# Great Singles Ad!



## schaueelab (Dec 30, 2007)

This has to be one of the best singles newspaper ads ever printed. It is reported to have been listed in the Atlanta Journal. 

SINGLE BLACK FEMALE seeks male companionship, ethnicity unimportant. I'm a very good girl who LOVES to play. I love long walks in the woods, riding in your pickup truck, hunting, camping and fishing trips, cozy winter nights lying by the fire. Candlelight dinners will have me eating out of your hand. I'll be at the front door when you get home from work, wearing only what nature gave me. Call (404) 875-6420 and ask for Daisy, I'll be waiting.... 

Please scroll down























Over 15,000 men found themselves talking to the Atlanta Humane Society... !


----------



## Duurty1 (Sep 10, 2007)

thats a great one


----------



## Loke (Sep 7, 2007)

My blonde is cuter.[attachment=0:2doff9da]stuff 011.jpg[/attachment:2doff9da]


----------



## Duurty1 (Sep 10, 2007)

they all look good to me


----------



## Texscala (Sep 8, 2007)

I am suprised the Atlanta Humane soiety mentioned hunting or fishing. The Humane Societys in Utah will not adopt dogs out to hunters. They have told me that they would put a dog down before the would willingly let it be adopted by someone who plans on hunting with it.


----------



## OKEE (Jan 3, 2008)

Loke said:


> My blonde is cuter.[attachment=0:3pu8gkyi]stuff 011.jpg[/attachment:3pu8gkyi]

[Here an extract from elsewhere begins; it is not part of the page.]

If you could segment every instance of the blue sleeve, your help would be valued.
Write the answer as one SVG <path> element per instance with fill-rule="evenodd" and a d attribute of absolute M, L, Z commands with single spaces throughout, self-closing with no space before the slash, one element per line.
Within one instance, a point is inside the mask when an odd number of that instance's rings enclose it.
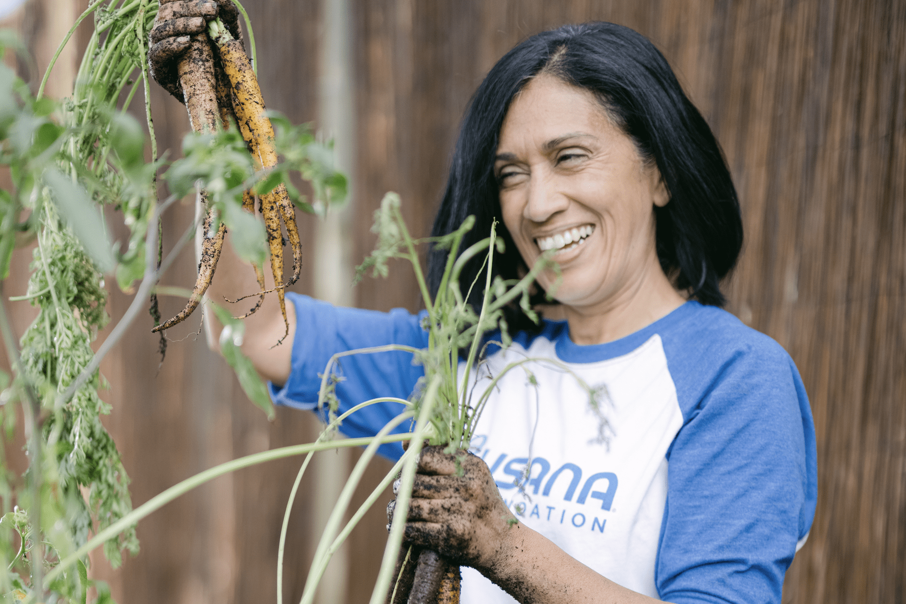
<path fill-rule="evenodd" d="M 740 328 L 743 343 L 686 342 L 669 353 L 670 373 L 688 377 L 675 379 L 684 424 L 667 454 L 655 568 L 665 601 L 780 604 L 814 515 L 814 427 L 802 380 L 778 344 Z"/>
<path fill-rule="evenodd" d="M 297 293 L 287 293 L 286 299 L 295 307 L 296 328 L 289 379 L 283 387 L 268 384 L 276 405 L 315 408 L 321 374 L 337 352 L 386 344 L 428 347 L 421 316 L 405 310 L 378 312 L 337 308 Z M 336 395 L 342 413 L 378 397 L 408 398 L 419 378 L 424 375 L 424 369 L 412 363 L 411 353 L 394 350 L 343 357 L 336 374 L 342 378 L 336 385 Z M 374 436 L 402 411 L 401 403 L 371 405 L 343 420 L 340 430 L 351 437 Z M 408 430 L 409 424 L 404 422 L 394 432 Z M 402 455 L 402 446 L 399 443 L 384 445 L 379 452 L 395 460 Z"/>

Blondes have more FUN :lol:


----------



## Huge29 (Sep 17, 2007)

Texscala said:


> I am suprised the Atlanta Humane soiety mentioned hunting or fishing. The Humane Societys in Utah will not adopt dogs out to hunters. They have told me that they would put a dog down before the would willingly let it be adopted by someone who plans on hunting with it.

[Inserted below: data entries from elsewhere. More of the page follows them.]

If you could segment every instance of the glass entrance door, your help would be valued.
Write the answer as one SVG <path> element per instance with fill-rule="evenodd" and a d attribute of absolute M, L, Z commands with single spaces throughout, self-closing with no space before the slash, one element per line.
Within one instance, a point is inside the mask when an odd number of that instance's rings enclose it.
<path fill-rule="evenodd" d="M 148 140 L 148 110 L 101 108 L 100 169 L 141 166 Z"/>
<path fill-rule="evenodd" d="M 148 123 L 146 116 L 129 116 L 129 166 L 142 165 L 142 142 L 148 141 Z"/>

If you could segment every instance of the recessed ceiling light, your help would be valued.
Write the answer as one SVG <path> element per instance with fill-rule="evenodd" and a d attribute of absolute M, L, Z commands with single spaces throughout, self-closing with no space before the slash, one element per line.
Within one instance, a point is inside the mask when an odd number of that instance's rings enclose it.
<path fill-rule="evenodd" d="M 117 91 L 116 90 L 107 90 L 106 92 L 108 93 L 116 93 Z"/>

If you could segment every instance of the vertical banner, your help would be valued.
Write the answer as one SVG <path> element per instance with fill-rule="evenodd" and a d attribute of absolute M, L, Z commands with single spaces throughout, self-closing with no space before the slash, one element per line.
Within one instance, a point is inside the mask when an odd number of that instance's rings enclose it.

Same deal if you plan on keeping the dog outside. To think about that is incredibly ignorant. How did dogs survive thousands of years outside or at least hundreds in the Rocky Mountains? So, if they have a cow or a horse dropped off is it the same requirement (not that any one would drop off a cow or a horse), but I would have to say that a dog is much better suited for the cold climate that equine or bovine. *\-\* *\-\*


----------